1. MySQL replication

Introduction

This document explains how to setup MySQL replication between master and slaves.

References: See also http://dev.mysql.com/doc/refman/5.0/en/replication-howto.html

Since FreeNAC Version 3.0.1, the MySQL database is configured to run in a so called 'multiple-master' scenario, meaning that each server is both a master and a slave in MySQL terminology. So each server queries updates from others (a slave), and makes any updates which were made to its dataset available to other servers (master).

Therefore a replication must be setup in each direction, for each server. Lets assume we have two servers vmps1 (our 'main' or primary server) and vmps2.
It is possible to have more than two servers (using the mysql relay_log), but this has not been tested or documented in FreeNACA yet.

The procedure is basically as follows:

First get vmps1 (the main server) running, with actual data.

A) configure vmps1 to share its data, copy an initial dataset to vmps2, configure vmps2 to retrieve updates via replication

B) configure vmps2 to share its updates, and vmps1 to retrieve these via replication

Replace the following in the examples below:

SERVER2.DOMAIN       the FQDN of your slave
repl Replication username
REPL_PASSWD Replication password
opennac Name of your database (this was 'inventory' prior to NAC v2.2).

A. Initial vmps1 --> vmps2 replication

Initialisation

"vmps2" is a MySQL slave, and "vmps1" is a MySQL master.

Allow vmps2 the right to get replication updates from vmps1.
Note: it is important the master name corresponds to the DNS name in the GRANT statement below, otherwise use its IP address.
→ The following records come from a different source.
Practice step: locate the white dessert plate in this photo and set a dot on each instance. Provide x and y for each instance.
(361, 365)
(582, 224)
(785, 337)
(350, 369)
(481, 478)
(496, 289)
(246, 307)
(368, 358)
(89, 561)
Check /mysqldata/mysqld.log for errors.

GRANT SELECT, PROCESS, FILE, SUPER, REPLICATION CLIENT, REPLICATION SLAVE ON *.* TO 'repl'@'vmps2' IDENTIFIED BY 'REPL_PASSWD';
SHOW MASTER STATUS;

Purge unneeded logs on the master:

PURGE MASTER LOGS TO 'SERVER-bin.NUMBER' 

[the exact name comes from the File field in the 'show master status' above]

Copy initial data-set

0) On the slave, vmps2

stop slave;

1) On the master, vmps1: Lock the tables, note log position, restart

mysql> FLUSH TABLES WITH READ LOCK;
vmps1:$ cd /mysqldata; tar cvf opennac.tar opennac
mysql> SHOW MASTER STATUS;
+------------------------+----------+--------------+------------------+
| File | Position | Binlog_Do_DB | Binlog_Ignore_DB |
+------------------------+----------+--------------+------------------+
| vmps1-bin.000027 | 12717436 | | |

==> take note of the position

mysql> UNLOCK TABLES;

2) Slave vmps2:

Stop mysql

/etc/init.d/mysql stop

Copy DB tar file from master & extract:

   cd /mysqldata && mv opennac opennac.$$
scp vmps1:/mysql/opennac.tar .
tar xvf opennac.tar
chmod 770 opennac; chmod g+s opennac; chown -R mysql:mysql opennac;

Configure slave: start daemon with slave off

    /usr/sbin/mysqld --skip-slave-start --log-warnings &

Start replication

Start mysql client (on vmps2):

mysql> reset slave;

CHANGE MASTER: replace XXXX, YYYY, ZZZZ and 'FILE_NAME' with the values from the 'show master' above:

mysql> CHANGE MASTER TO MASTER_HOST='vmps1', MASTER_USER='repl', MASTER_PASSWORD='YYYY', MASTER_LOG_FILE='FILE_NAME', MASTER_LOG_POS=ZZZ;

Start replication:

    START SLAVE;
show slave status \G;

Check the log position with that on the master:

    show master status;

Empty the vmpsauth table, which is the only local table:

DELETE FROM opennac.vmpsauth;

Also check the slave mysql log (or syslog) for errors.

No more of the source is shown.